В России Нового времени чудаки, как и юродивые Средневековья, становились маркерами неблагополучных времен конформизма, робости, раболепия, когда в политике и общественной жизни главное место занимают шаркуны и угодники, когда действительность становится с всеобщего согласия насквозь лживой и фальшивой. Именно тогда образ чудака есть единственное спасение от поглощающей мутной реальности и единственная возможность говорить правду. Он единственный реален в атмосфере сплошного вымысла. Чудачество было той формой сопротивления, что позволяла сохранить рассудок и не сойти с ума, не опошлиться вместе со всеми. При этом чудаки удивительным образом, как и юродивые, часто не попадали в жернова политических машин, ибо к ним не принято было серьезно относиться.

Чудаческое жизнетворчество, как правило, проявлялось в двух видах. Одни самовыражались в эксцентрических формах регулярно, изо дня в день, создавая собственное жизненное пространство, совершенно необходимое для такого самовыражения. Другие удивляли современников неожиданными, спонтанными проявлениями собственной неординарности, случавшимися эпизодически, вроде бы без видимых внешних причин и не требующими особых декораций, то есть устраивали чудаческий перфоманс. Чудаки открыто говорили то, что все старались скрыть, не притворялись, говорили и делали то, что не было принято делать и говорить в существующей системе социальных договоренностей.

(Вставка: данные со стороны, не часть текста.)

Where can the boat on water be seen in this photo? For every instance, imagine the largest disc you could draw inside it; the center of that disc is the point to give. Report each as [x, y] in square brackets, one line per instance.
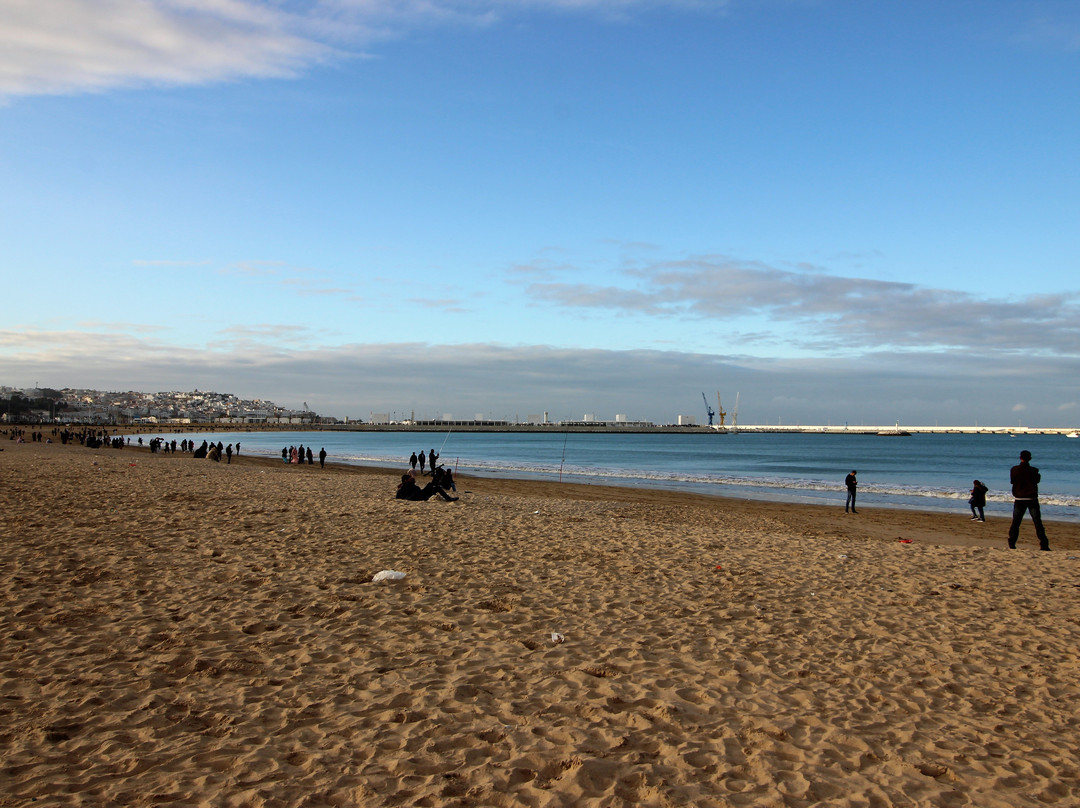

Сакральное(Святыни и святость)

В РУССКОЙ КУЛЬТУРЕ на протяжении столетий огромное значение играли святыни – иконы, мощи, реликвии, связанные с теми или иными эпизодами Священной истории или со святыми. Поклониться святыне шли и ехали за сотни километров; присоединив тот или иной город или землю к Москве, правители последней вывозили в столицу главную святыню города или земли, заставляя их жителей ездить в паломничество в Москву. Можно вспомнить, что Иван Грозный, отправившись зимой 1564 г. из Москвы (с этого отъезда, по сути, началась опричнина), собрал и отвез в Кремль из московских храмов самые почитаемые иконы и прочие святыни, а затем, уезжая из Москвы, забрал их с собой вместе с казной, символически лишив, таким образом, Москву благодати.